Download and read online Neural Symbolic Cognitive Reasoning in PDF and EPUB This book explores why, regarding practical reasoning, humans are sometimes still faster than artificial intelligence systems. It is the first to offer a self-contained presentation of neural network models for many computer science logics.
Download and read online Symbolic and Quantitative Approaches to Reasoning with Uncertainty in PDF and EPUB This book constitutes the refereed proceedings of the 6th European Conference on Symbolic and Quantitative Approaches to Reasoning with Uncertainty, ECSQARU 2001, held in Toulouse, France in September 2001. The 68 revised full papers presented together with three invited papers were carefully reviewed and selected from over a hundred submissions. The book offers topical sections on decision theory, partially observable Markov decision processes, decision-making, coherent probabilities, Bayesian networks, learning causal networks, graphical representation of uncertainty, imprecise probabilities, belief functions, fuzzy sets and rough sets, possibility theory, merging, belief revision and preferences, inconsistency handling, default logic, logic programming, etc.
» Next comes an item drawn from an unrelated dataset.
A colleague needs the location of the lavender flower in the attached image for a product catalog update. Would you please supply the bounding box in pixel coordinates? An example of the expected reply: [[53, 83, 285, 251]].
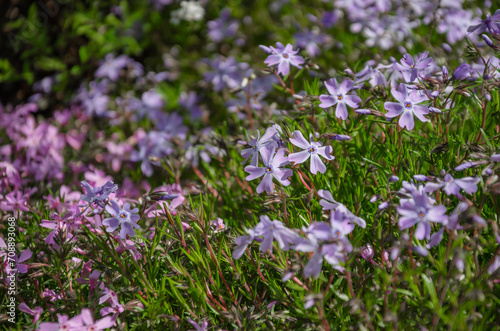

Download and read online Key Ideas in Teaching Mathematics in PDF and EPUB Big ideas in the mathematics curriculum for older school students, especially those that are hard to learn and hard to teach, are covered in this book. It will be a first port of call for research about teaching big ideas for students from 9-19 and also has implications for a wider range of students. These are the ideas that really matter, that students get stuck on, and that can be obstacles to future learning. It shows how students learn, why they sometimes get things wrong, and the strengths and pitfalls of various teaching approaches. Contemporary high-profile topics like modelling are included. The authors are experienced teachers, researchers and mathematics educators, and many teachers and researchers have been involved in the thinking behind this book, funded by the Nuffield Foundation. An associated website, hosted by the Nuffield Foundation, summarises the key messages in the book and connects them to examples of classroom tasks that address important learning issues about particular mathematical ideas.